Might be related to some internal Rcpp stuff, but AFAIK we pass all headers + table body to the same functions. cc @RomanTsegelskyi for confirmation

BTW can you please let me know, @NaserMonsefi, how you created this data.frame? This Windows behaviour (like in #228) to have different encoding for table header and content really freaks me out.

NaserMonsefi commented 7 years ago

I originally noticed the problem, importing a data set using read.delim

read.delim('..data.csv', sep = ',', stringsAsFactors = FALSE, encoding = 'UTF-8', check.names = F)

The files is encoded in UTF-8 and have header names with the UTF-8 beta in it. Of course if i use check.names = T it will encode to "unknown" with more wrong characters. I think I found a solution for my case as mentioned above, but don't know what is causing it on the OS level. Yours, Naser

nbarrowman commented 7 years ago

I have been having the same problem, also on Windows. Thanks Naser, enc2native also worked for me.

awfrankwils commented 6 years ago

https://github.com/Rapporter/pander/issues/296#issuecomment-419220848 #296

daroczig commented 6 years ago

I tested #326 in a Windows VM started and seems to do the trick, but please confirm.

daroczig commented 5 years ago

Should be fixed with the above commit.

billdenney commented 4 years ago

@daroczig, I just had the same issue. Is there a way that I could help in some way to release a new version of pander with this fix (and all others that have been made)?

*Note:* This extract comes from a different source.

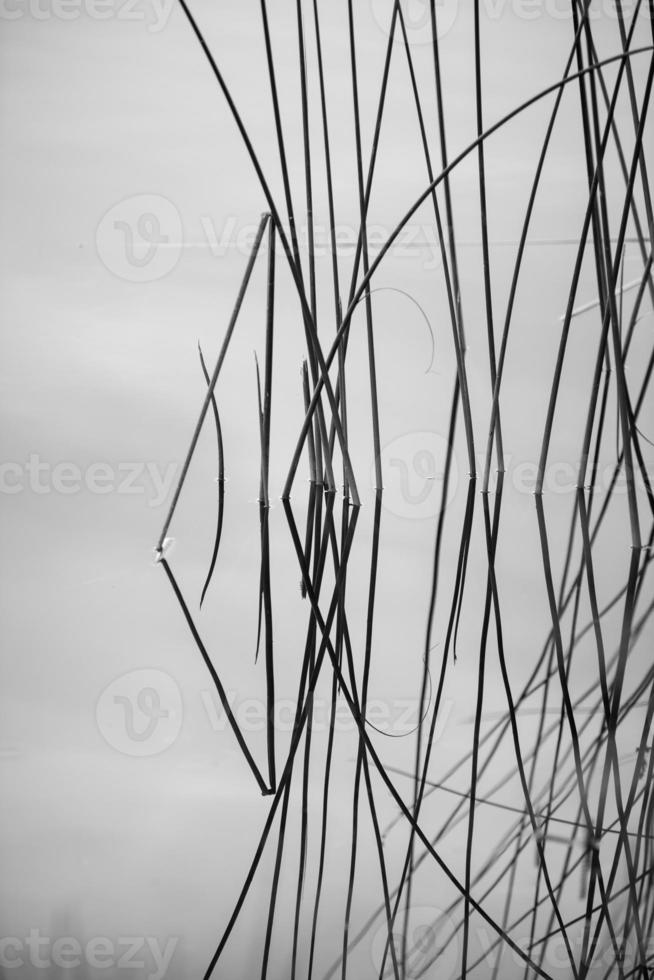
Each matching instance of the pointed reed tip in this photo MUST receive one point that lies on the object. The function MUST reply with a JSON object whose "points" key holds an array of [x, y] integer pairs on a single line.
{"points": [[162, 550]]}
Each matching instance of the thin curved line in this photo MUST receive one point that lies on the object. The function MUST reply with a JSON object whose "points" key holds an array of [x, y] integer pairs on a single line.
{"points": [[403, 292], [221, 481], [444, 174], [413, 730]]}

daroczig commented 4 years ago

@billdenney you mean a CRAN release? I will need to look into the CI builder as seems to be failing and do a general check-up on the package ... I have not really touched it for a while. I can do that in a few weeks hopefully, but would appreciate any help someone running all the tests and R CMD check using dev version of R etc and create a PR for a CRAN release.